Muchos lo comparaban con Pearl Harbor, mientras cientos de personas acudían al puente que une Manhattan y Brooklyn con máscaras respiratorias distribuidas por la policía y los bomberos.

''Todo cayó como un tornado. La gente comenzó a correr'', dijo Shirley Bates, quien trabajaba en el piso 88 de una de las torres gemelas.

Trabajadores del Centro de Comercio caminaban aturdidos por el distrito financiero de Manhattan, muchos sorprendidos de que pudieron sobrevivir.

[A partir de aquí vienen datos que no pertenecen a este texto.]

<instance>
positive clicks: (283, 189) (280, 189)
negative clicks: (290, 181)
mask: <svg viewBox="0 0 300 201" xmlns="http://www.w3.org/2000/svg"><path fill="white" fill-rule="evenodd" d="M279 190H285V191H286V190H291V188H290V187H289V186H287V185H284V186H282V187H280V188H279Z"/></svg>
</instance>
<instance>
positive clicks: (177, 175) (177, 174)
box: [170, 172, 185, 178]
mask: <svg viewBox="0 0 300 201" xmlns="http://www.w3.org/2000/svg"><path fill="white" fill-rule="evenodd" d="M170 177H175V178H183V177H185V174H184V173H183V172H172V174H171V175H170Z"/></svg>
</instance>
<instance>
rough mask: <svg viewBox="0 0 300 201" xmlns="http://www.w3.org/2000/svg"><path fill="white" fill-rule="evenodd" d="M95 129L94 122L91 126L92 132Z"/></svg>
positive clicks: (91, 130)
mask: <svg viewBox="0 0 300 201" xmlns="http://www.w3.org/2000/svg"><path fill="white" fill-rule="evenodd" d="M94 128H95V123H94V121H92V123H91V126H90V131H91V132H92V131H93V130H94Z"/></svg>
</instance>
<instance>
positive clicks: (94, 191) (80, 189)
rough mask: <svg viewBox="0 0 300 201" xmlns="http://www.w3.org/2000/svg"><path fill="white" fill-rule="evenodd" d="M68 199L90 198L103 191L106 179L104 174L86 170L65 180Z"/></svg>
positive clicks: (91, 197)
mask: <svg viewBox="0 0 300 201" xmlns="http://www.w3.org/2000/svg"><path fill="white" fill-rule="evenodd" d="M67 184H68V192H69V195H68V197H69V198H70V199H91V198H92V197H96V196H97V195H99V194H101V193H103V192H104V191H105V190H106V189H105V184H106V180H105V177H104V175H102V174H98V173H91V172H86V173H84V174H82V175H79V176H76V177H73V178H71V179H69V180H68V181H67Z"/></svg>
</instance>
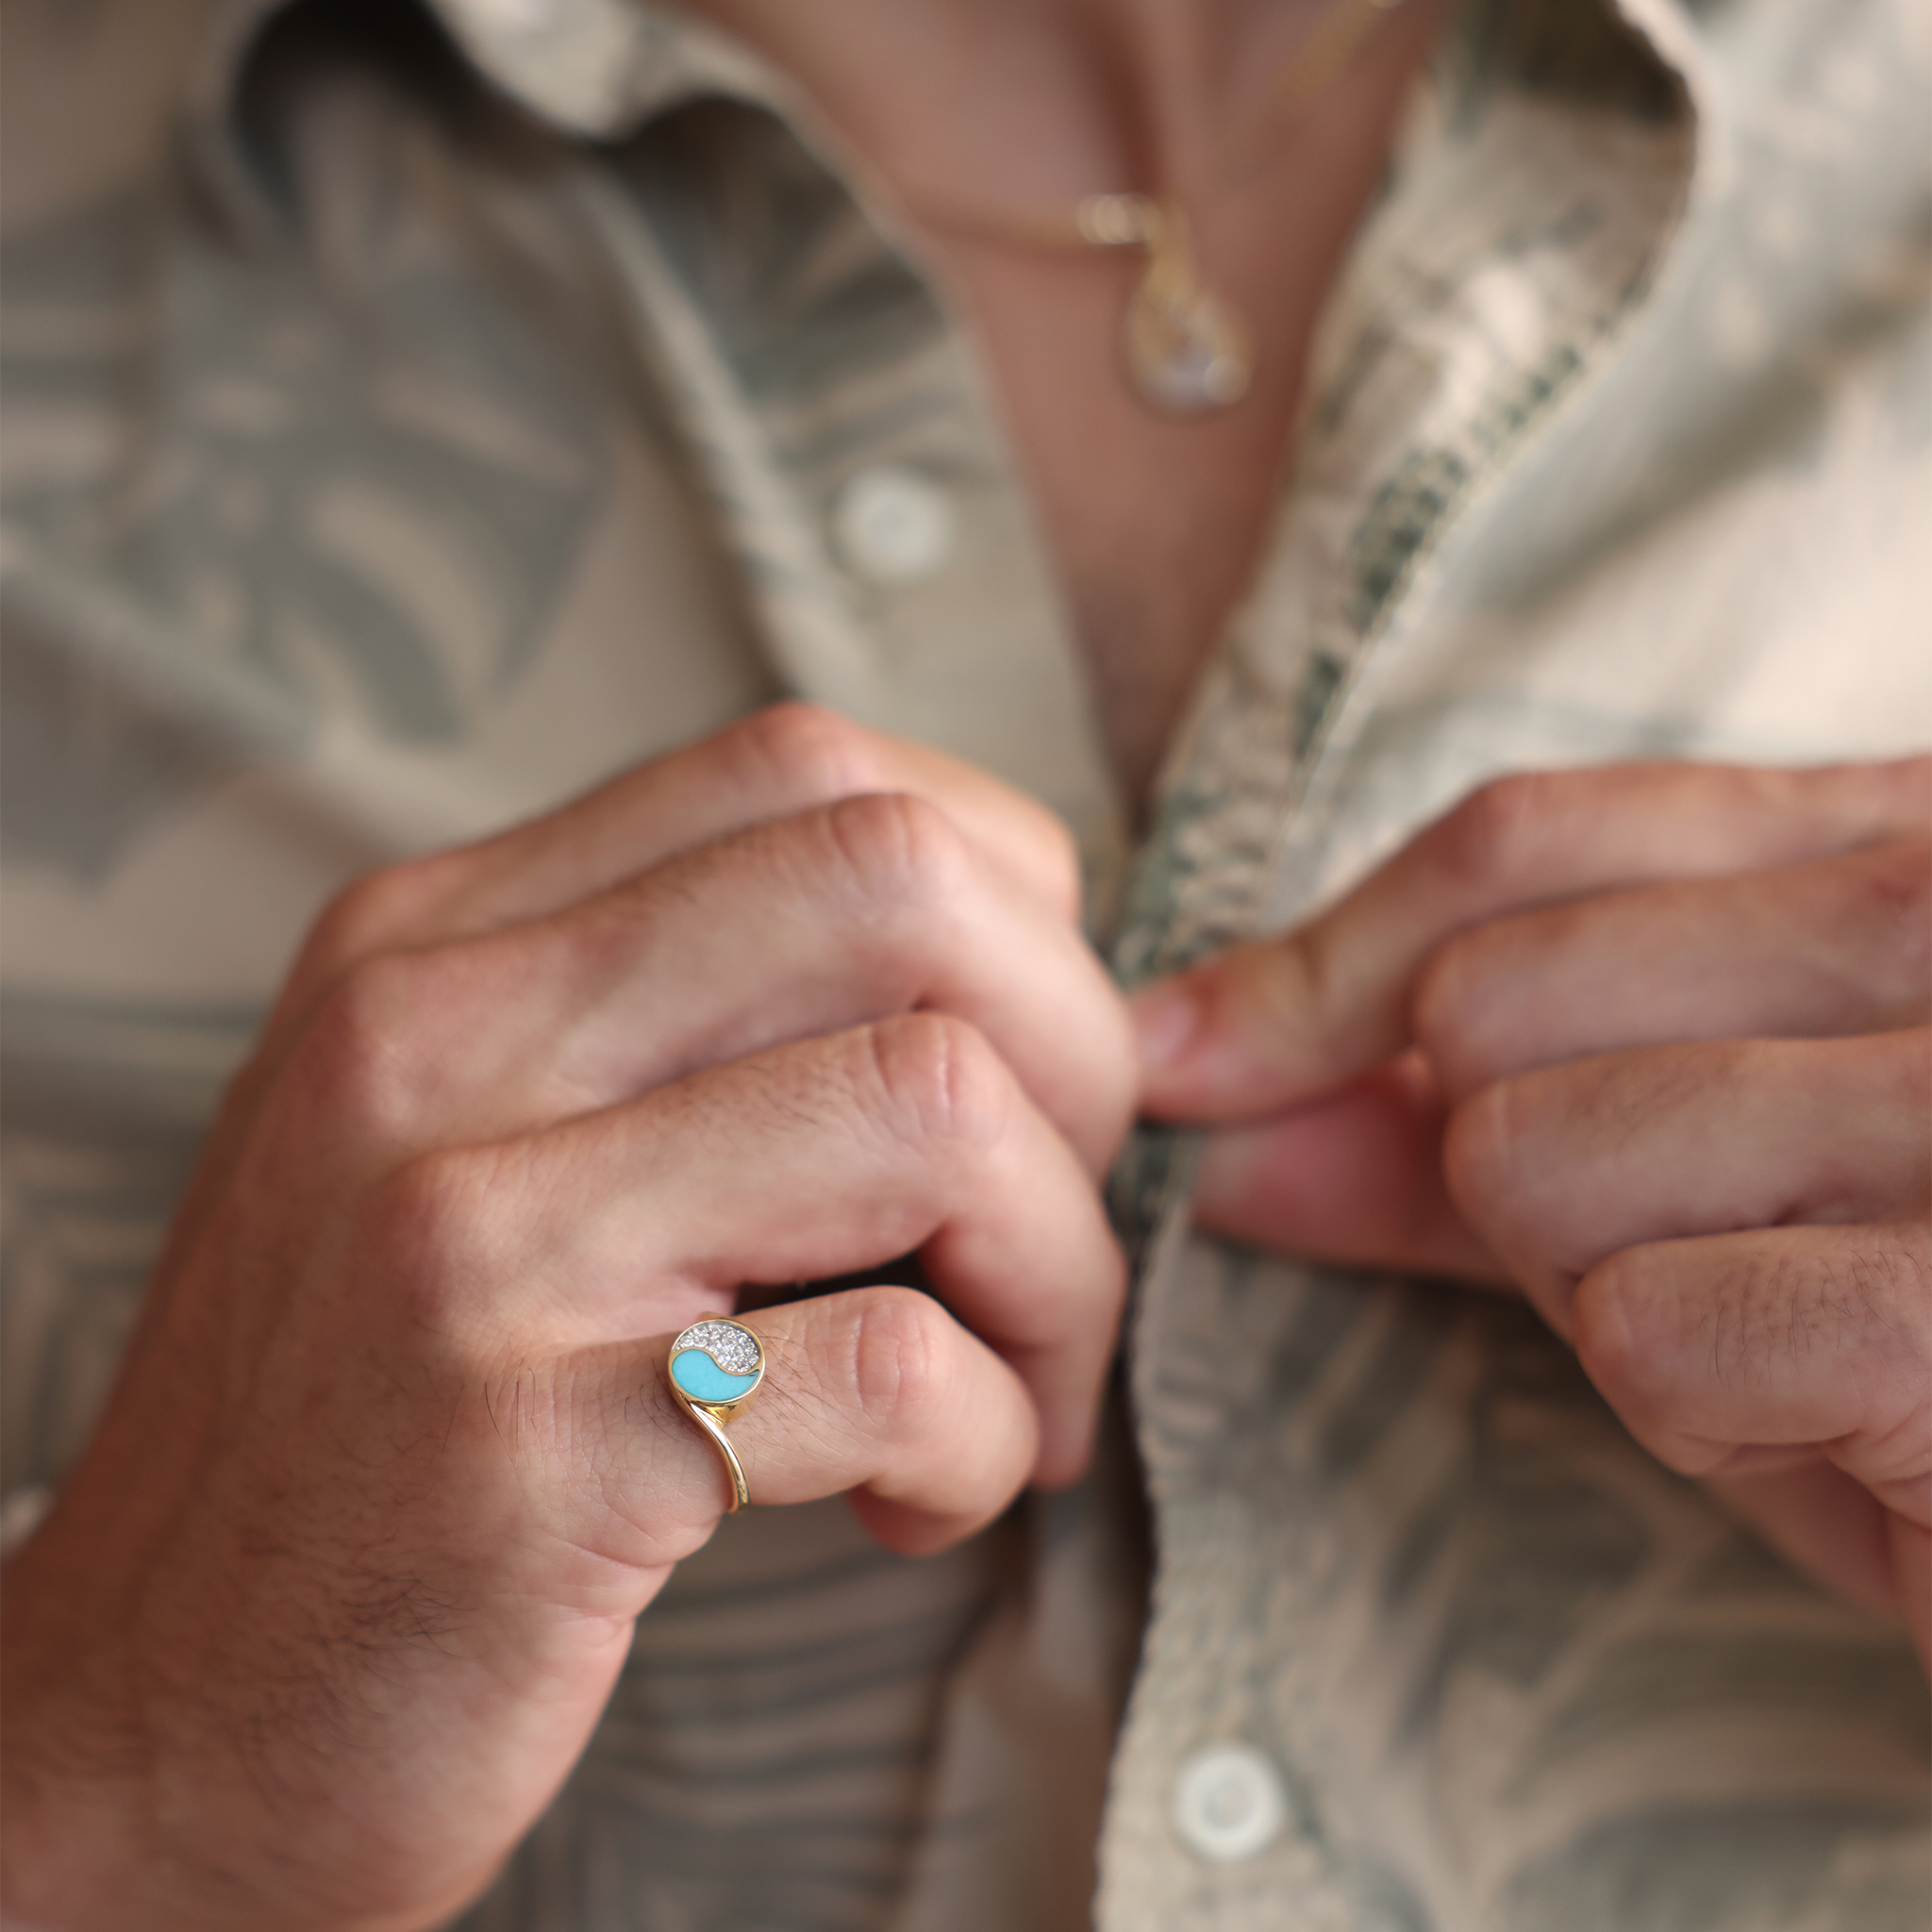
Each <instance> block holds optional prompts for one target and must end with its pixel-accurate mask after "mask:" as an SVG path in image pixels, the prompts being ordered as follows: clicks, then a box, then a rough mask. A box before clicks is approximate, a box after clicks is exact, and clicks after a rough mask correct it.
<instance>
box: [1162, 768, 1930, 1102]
mask: <svg viewBox="0 0 1932 1932" xmlns="http://www.w3.org/2000/svg"><path fill="white" fill-rule="evenodd" d="M1928 819H1932V759H1926V757H1918V759H1905V761H1897V763H1889V765H1830V767H1820V769H1810V771H1758V769H1741V767H1719V765H1613V767H1604V769H1598V771H1569V773H1536V775H1520V777H1511V779H1499V781H1495V782H1493V784H1486V786H1484V788H1482V790H1478V792H1474V794H1472V796H1470V798H1466V800H1464V802H1463V804H1461V806H1457V808H1455V810H1453V811H1451V813H1449V815H1447V817H1443V819H1439V821H1437V823H1435V825H1432V827H1430V829H1428V831H1424V833H1422V835H1420V837H1418V838H1416V840H1414V842H1412V844H1408V846H1406V848H1405V850H1403V852H1399V854H1397V856H1395V858H1393V860H1389V862H1387V864H1385V866H1383V867H1381V869H1379V871H1376V873H1372V875H1370V877H1368V879H1366V881H1364V883H1362V885H1358V887H1356V889H1354V891H1352V893H1350V895H1349V896H1347V898H1343V900H1341V902H1339V904H1337V906H1333V908H1331V910H1329V912H1325V914H1323V916H1320V918H1316V920H1312V922H1310V923H1306V925H1302V927H1300V929H1296V931H1293V933H1289V935H1287V937H1283V939H1275V941H1265V943H1258V945H1248V947H1236V949H1233V951H1231V952H1225V954H1221V956H1219V958H1215V960H1211V962H1208V964H1206V966H1198V968H1194V970H1192V972H1186V974H1180V976H1179V978H1175V980H1171V981H1165V983H1163V985H1159V987H1153V989H1150V991H1146V993H1142V995H1140V997H1138V1001H1136V1020H1138V1026H1140V1037H1142V1055H1144V1059H1146V1074H1144V1088H1142V1105H1144V1107H1146V1109H1148V1111H1151V1113H1157V1115H1161V1117H1171V1119H1211V1121H1235V1119H1254V1117H1258V1115H1264V1113H1269V1111H1273V1109H1277V1107H1285V1105H1294V1103H1296V1101H1300V1099H1306V1097H1310V1095H1314V1094H1320V1092H1323V1090H1327V1088H1331V1086H1339V1084H1341V1082H1345V1080H1352V1078H1354V1076H1358V1074H1364V1072H1368V1070H1372V1068H1376V1066H1379V1065H1381V1063H1383V1061H1387V1059H1391V1057H1393V1055H1395V1053H1397V1051H1399V1049H1401V1047H1403V1045H1406V1043H1408V1032H1410V1028H1408V1016H1410V999H1412V991H1414V983H1416V976H1418V972H1420V968H1422V962H1424V960H1426V958H1428V956H1430V954H1432V952H1434V951H1435V949H1437V947H1439V945H1441V943H1443V941H1445V939H1449V935H1451V933H1459V931H1463V929H1464V927H1470V925H1476V923H1480V922H1484V920H1493V918H1497V916H1501V914H1509V912H1520V910H1528V908H1532V906H1540V904H1553V902H1559V900H1575V898H1580V896H1584V895H1592V893H1604V891H1611V889H1621V887H1631V885H1642V883H1652V881H1665V879H1712V877H1723V875H1727V873H1737V871H1754V869H1762V867H1770V866H1797V864H1803V862H1806V860H1814V858H1824V856H1830V854H1833V852H1845V850H1851V848H1855V846H1861V844H1868V842H1874V840H1882V838H1897V837H1907V835H1922V833H1924V829H1926V823H1928Z"/></svg>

Jennifer Brickhouse, de 34 años, subía por el ascensor a su oficina del piso 76 del Centro de Comercio Mundial cuando ''escuché ese gran boom. Todo el mundo se volvió loco. Todos salimos. Cuando salí, el segundo edificio explotó. Todo comenzó a caer y el humo empezó a salir'', dijo Brickhouse.

''Acabo de ver cómo se derrumbó el edificio en el que trabajo'', dijo el empresario Gabriel Ioan, en estado de aturdimiento cerca de la municipalidad. Las Torres Gemelas a su espalda estaban envueltas en humo y cenizas. A esta hora, el terror todavía cunde la otrora invulnerable primera potencia del mundo.